For my entire life someone else was in charge of my health insurance. First it was my parents, then my graduate school, then my employer. But, now I find myself responsible for my own health insurance. In essence, my family is a test case for the proposition that a portion of the upper middle-class and beyond should enter the market, buy high deductible plans, and through negotiation help bend the health system’s cost.
In July of 2010 we entered the private insurance market. Because of my service with the board I knew that the combined cost of my prior company’s contribution and mine was about $1,350 per month for a low deductible and co-pay plan. Could I obtain coverage at less cost?
My first barrier was who was selling private health insurance in Colorado? It was essentially an exercise in web searches and phone calls that ended only when I went back to the local BlueCross/Blue Shield affiliate. To this day I am not convinced I discovered and understood all the alternatives. The process created the sense of panic I encounter picking a plumber from Angie’s List and the phone book. A central web exchange similar to a travel site would have aided me.
Nevertheless, we were able to buy a high deductible and high co-pay policy at around $400 per month. Meaning that over the course of a year I would pay $4,800 and have $11,400 over my old plan left over for deductibles, co-pays, and the unexpected. This was before the tax impact of any HSA (healthcaresavings account).
Service directly through the agent exceeded any prior employer experience in my career. I was always able to get my agent via email and phone and monitored her Twitter feed for general updates. My sense of control, the quick response time, and the use of up to date technology were a new and welcome development over employer-sponsored health insurance.
None of us were sick or on prescription medication, so from an insurance perspective we had covered our catastrophic risk and assumed the non-catastrophic risk ourselves. We could make money or lose a little in a policy year depending on events.
The healthcare reform bill impact was indirect on us. The exchanges, pre-existing condition, and expanded family coverage were either in the future or irrelevant to us. But we did get hit with a twenty-five percent increase at the advent of the new year. Blue Cross/Blue Shield explained the increase was due to costs related to the new healthcare law.
Having worked in corporate America I know the impossibility of really understanding if the new law was the cause of new rates. I used to negotiate fuel surcharges with major retailers even though we had forward hedged fuel costs. We had no actual bottom line increase, but we did have the perception of our costs rising. The rise in fuel costs was an event to make money. Without the ability to easily comparatively shop, we will never know what was really behind that twenty-five percent premium increase.
Then, one of us did develop a surprise. Not a catastrophic illness, but one of those little hernia like events that requires minor surgery to correct. We were going to find out if we as consumers could drive a better result.
One of the major things even in private insurance that the insured benefits from is the carrier’s ability to negotiate rates. When we went to the doctor we paid, but not at retail rates. We paid the preferred rates of the carrier. This was the most valuable feature of the insurance to us, but also the Achilles’ heel of the experiment.
Once we knew the nature of the problem Val began calling the hospital, the doctor, the anesthetist, and the other providers trying to get an estimate. We were told flat out there was none. Essentially, because we had insurance the rates were set. The fact we were paying them gave us no bargaining power. We simply could not get an estimate and the alternative was to forgo the surgery. This was not buying a used car – I could not walk out of the dealership, play brinksmanship, and wait for a follow-up call to close the deal.
The doctor organized the surgery and care, but not the cost. Which in my career is the single most important cost control mechanism. Someone must be laser focused on individual and overall costs everyday. Could the surgery be done with less people, with more generics, or outside a hospital in a clinic? Someone has to conduct real data driven cost benefit analysis. You cannot just negotiate set rates for procedures and forget about which combination is effective and cost efficient.

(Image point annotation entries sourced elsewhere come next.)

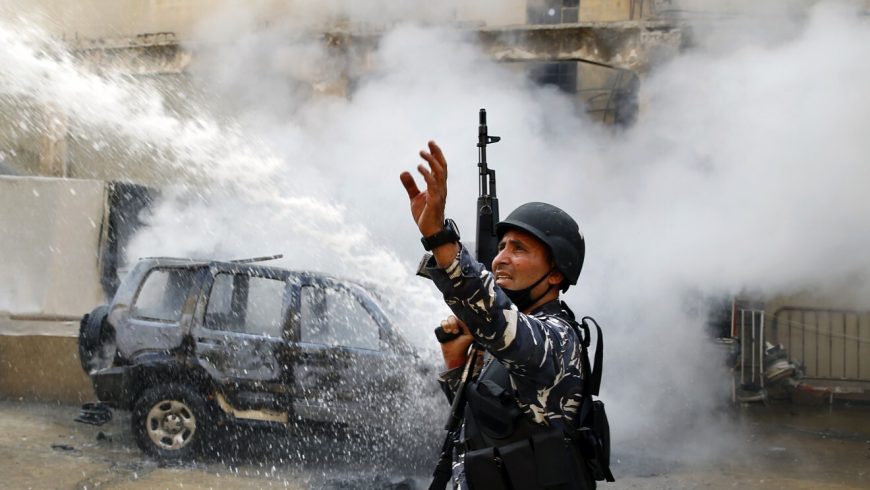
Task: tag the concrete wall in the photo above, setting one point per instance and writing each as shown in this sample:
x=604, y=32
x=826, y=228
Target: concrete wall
x=42, y=367
x=52, y=230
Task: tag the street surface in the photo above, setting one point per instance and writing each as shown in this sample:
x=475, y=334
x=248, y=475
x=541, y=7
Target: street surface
x=41, y=447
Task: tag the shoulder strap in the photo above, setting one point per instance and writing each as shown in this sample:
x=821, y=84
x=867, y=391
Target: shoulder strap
x=592, y=385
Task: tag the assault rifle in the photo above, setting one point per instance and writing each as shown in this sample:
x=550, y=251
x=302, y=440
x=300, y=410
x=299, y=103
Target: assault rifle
x=486, y=245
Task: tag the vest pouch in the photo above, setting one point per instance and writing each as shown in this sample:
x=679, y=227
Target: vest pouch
x=494, y=412
x=519, y=461
x=593, y=439
x=483, y=470
x=552, y=460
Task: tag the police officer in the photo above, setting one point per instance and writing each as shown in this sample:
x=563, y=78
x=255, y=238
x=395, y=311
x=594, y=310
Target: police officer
x=528, y=388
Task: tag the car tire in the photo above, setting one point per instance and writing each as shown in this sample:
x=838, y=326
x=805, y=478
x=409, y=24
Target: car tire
x=94, y=333
x=171, y=422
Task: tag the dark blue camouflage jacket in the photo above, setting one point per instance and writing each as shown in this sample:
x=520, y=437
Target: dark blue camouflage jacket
x=541, y=351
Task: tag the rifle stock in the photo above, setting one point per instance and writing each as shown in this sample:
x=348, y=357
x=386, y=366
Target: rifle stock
x=486, y=243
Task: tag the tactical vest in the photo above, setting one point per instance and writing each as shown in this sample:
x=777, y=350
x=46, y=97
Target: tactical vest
x=505, y=449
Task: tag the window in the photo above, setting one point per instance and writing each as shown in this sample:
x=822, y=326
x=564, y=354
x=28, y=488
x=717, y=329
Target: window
x=163, y=294
x=335, y=317
x=246, y=304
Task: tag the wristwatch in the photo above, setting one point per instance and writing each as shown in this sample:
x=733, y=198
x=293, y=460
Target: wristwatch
x=450, y=233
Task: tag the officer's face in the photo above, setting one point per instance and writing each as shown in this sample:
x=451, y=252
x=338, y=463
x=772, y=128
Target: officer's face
x=522, y=259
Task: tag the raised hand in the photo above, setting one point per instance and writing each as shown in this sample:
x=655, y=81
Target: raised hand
x=427, y=207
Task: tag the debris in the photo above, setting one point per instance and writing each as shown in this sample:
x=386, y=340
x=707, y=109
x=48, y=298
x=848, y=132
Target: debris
x=94, y=414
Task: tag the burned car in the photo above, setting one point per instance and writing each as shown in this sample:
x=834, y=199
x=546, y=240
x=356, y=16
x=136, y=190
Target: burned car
x=187, y=346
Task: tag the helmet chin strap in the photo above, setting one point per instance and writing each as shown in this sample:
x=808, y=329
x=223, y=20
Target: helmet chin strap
x=523, y=297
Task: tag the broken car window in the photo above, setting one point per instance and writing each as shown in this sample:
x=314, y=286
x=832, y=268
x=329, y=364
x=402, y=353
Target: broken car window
x=162, y=295
x=335, y=317
x=246, y=304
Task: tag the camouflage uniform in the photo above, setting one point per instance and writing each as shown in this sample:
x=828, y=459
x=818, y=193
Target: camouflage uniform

After the surgery the bills began to flow into the mailbox. I had the same feeling I have in every turnaround of a business – this place is fouled-up because no one has a clue what is going on. My favorite bill was the hospital bill for $14,000 discounted to $4,400 because of our insurance. When you see any pricing mechanism in a mature industry that varies almost 65%, you are looking at a system where the market is opaque and not working efficiently.
Even with the increase and the unexpected we will make a little money in ourexperiment versus my old employer’s program. We may have played the game effectively for higher income people and made money, but we had no market impact. The price game remained one between the insurance carrier,the doctor, and the rest of the providers.
Whether reform is in the new healthcare law or an alternative, reform must come for the high deductible and co-pay insurance route to be anything other than another dead end of rising premiums.